La déchéance du droit aux intérêts sera prononcée, en application des dispositions de l’article L 341-2 du code de la consommation, en totalité.
Les débiteurs ne sont alors tenus qu’au remboursement du capital restant dû, ce qui exclut la pénalité légale et les sommes réclamées au titre de l’assurance.

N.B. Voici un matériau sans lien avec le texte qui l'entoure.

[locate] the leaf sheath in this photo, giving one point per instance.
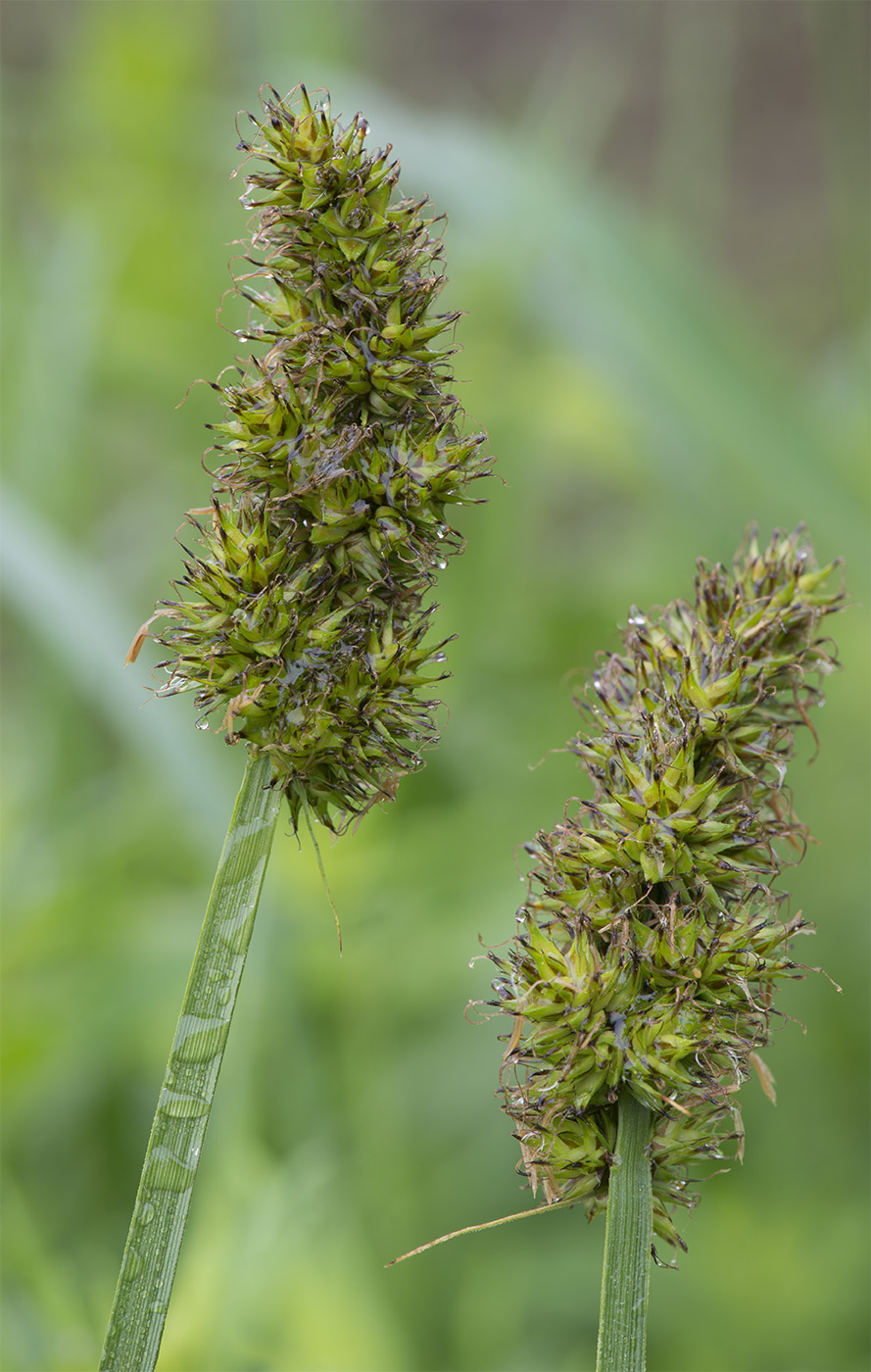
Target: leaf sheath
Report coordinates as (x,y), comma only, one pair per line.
(167,1184)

Il sera déduit, du montant total des financements, le montant des versements réalisés depuis l’origine, tels qu’ils figurent dans l’historique produit par l’organisme de prêt, soit:
— financements: 9.258,63 €
— règlements: 4.949,52 €
— capital dû: 4.309,11 €
Par conséquent, il convient de condamner solidairement Monsieur [I] [N] et Madame [K] [N] née [E] au paiement de la somme de 4.309,11 € et ce sans intérêt contractuel, mais avec intérêt au taux légal à compter du 30 juillet 2024, date de réception de la mise en demeure avec avis de réception revenu signé, sur la totalité des sommes dues et jusqu’au complet paiement. La condamnation sera prise en deniers ou quittances.

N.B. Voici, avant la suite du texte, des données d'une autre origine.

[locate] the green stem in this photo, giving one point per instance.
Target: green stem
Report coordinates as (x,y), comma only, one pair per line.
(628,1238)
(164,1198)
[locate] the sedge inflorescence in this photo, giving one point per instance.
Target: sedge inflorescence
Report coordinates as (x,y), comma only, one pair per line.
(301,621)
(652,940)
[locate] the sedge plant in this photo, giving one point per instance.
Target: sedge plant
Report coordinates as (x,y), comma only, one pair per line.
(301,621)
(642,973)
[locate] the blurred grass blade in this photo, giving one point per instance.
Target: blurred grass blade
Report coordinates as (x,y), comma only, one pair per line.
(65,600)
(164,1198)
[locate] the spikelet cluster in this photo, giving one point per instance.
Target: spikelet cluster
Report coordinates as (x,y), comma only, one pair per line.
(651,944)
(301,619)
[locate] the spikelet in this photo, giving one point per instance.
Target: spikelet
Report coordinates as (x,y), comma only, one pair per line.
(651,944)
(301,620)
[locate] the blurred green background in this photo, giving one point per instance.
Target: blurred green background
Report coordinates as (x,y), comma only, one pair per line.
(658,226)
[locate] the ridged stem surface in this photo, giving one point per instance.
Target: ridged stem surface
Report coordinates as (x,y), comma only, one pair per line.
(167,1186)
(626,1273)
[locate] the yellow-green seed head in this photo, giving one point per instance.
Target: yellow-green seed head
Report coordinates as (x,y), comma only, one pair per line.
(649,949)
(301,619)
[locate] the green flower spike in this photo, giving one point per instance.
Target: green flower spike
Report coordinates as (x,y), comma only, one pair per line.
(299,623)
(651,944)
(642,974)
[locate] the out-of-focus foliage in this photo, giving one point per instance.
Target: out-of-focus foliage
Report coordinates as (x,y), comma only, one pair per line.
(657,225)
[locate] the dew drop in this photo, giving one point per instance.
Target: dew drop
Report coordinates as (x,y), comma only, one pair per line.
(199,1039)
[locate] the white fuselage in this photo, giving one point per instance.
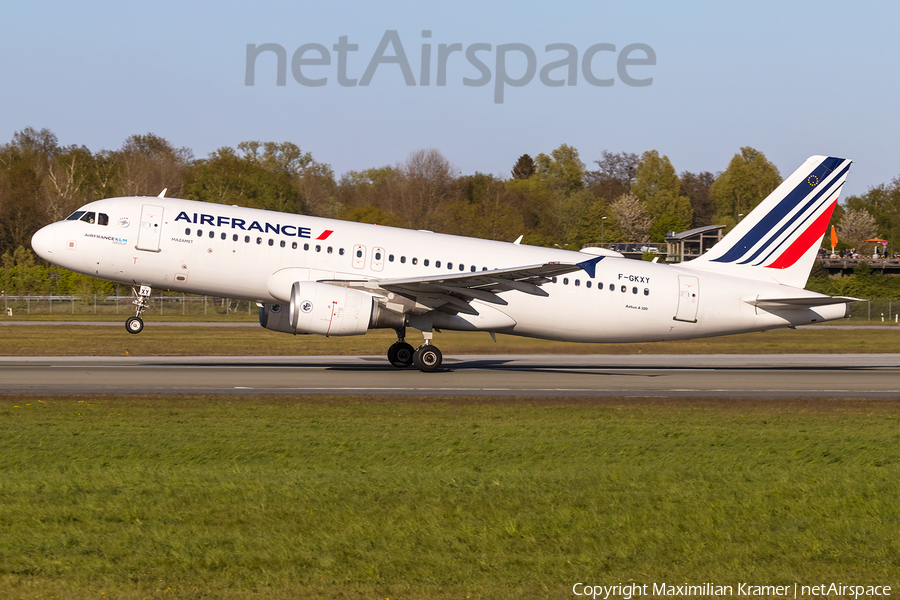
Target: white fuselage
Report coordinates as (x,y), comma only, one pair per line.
(203,248)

Sur les demandes accessoires:
La situation économique des parties ne permet pas de faire application des dispositions de l’article 700 du code de procédure civile.
En vertu de l’article 514 du code de procédure civile, l’exécution provisoire du jugement est de droit.

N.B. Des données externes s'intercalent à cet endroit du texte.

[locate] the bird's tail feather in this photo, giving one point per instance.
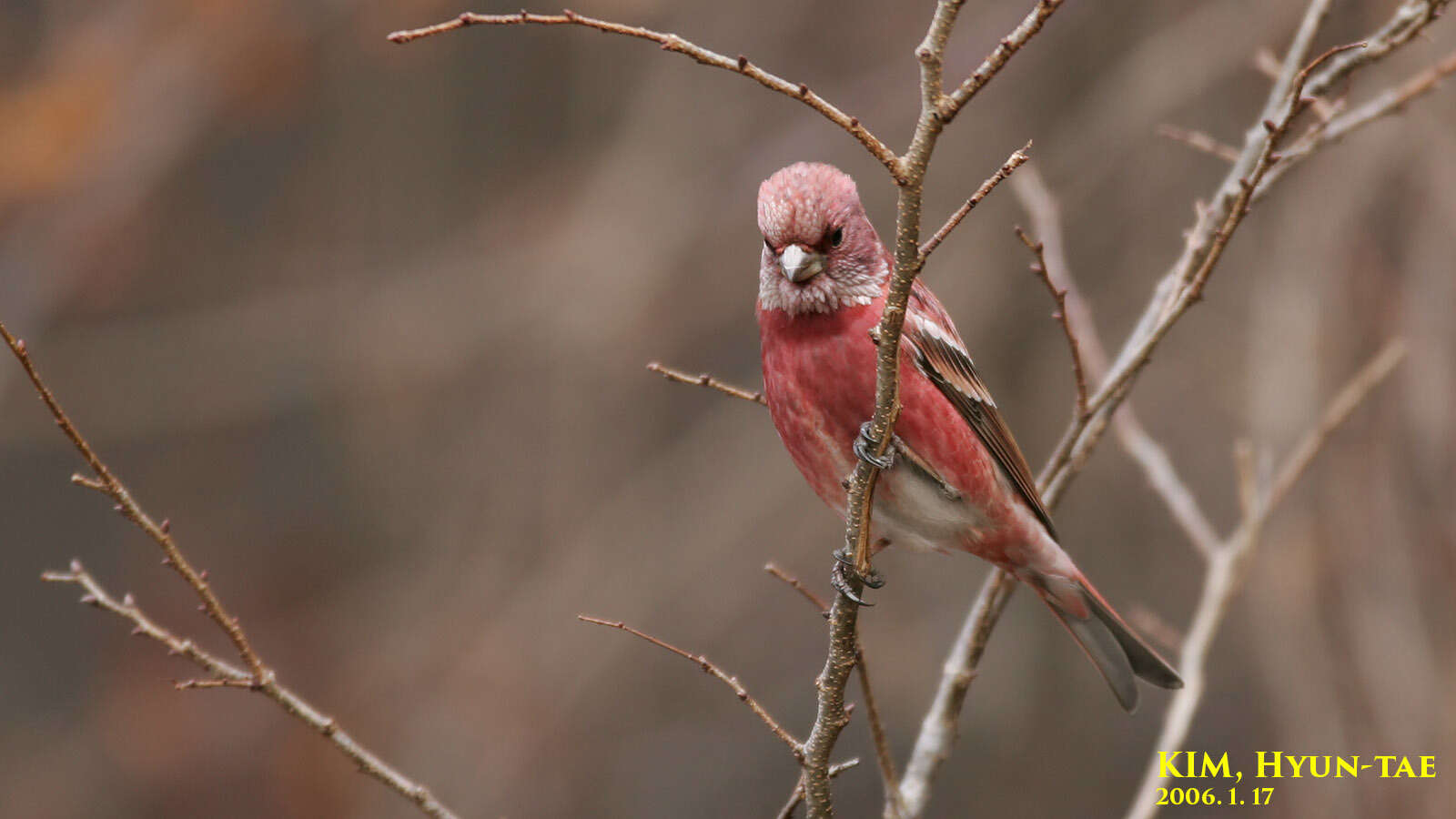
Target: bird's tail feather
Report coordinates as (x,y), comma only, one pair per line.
(1113,647)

Monsieur [I] [N] et Madame [K] [N] née [E], en tant que partie perdante, seront condamnés in solidum aux dépens.
PAR CES MOTIFS,
Le Juge des contentieux de la protection, statuant par jugement réputé contradictoire et en premier ressort,
PRONONCE la déchéance du droit aux intérêts pour le prêt souscrit le 3 décembre 2021 auprès de COFIDIS par Monsieur et Madame [N] en l’absence de vérification préalable de la solvabilité des emprunteurs conforme aux dispositions de l’article L 312-16 du code de la consommation,
CONDAMNE solidairement Monsieur [I] [N] et Madame [K] [N] née [E] à régler, en denier ou quittances, à la société COFIDIS la somme de 4.309,11 € au titre du prêt n° 28973001288332, avec intérêt au taux légal à compter du 30 juillet 2024 et jusqu’au complet paiement des sommes,
DIT que la présente condamnation est prise en deniers ou quittances,
RAPPELLE que le règlement de ces sommes s’effectuera conformément aux modalités d’apurement de la dette prévues dans le cadre de la procédure de surendettement actuellement en cours devant la commission de surendettement du Morbihan,
DIT n’y avoir lieu à l’application de l’article 700 du code de procédure civile,
RAPPELLE l’exécution provisoire de la présente décision,
CONDAMNE in solidum Monsieur [I] [N] et Madame [K] [N] née [E] aux dépens.
Ainsi jugé et mis à disposition les jour, mois et an sus visés.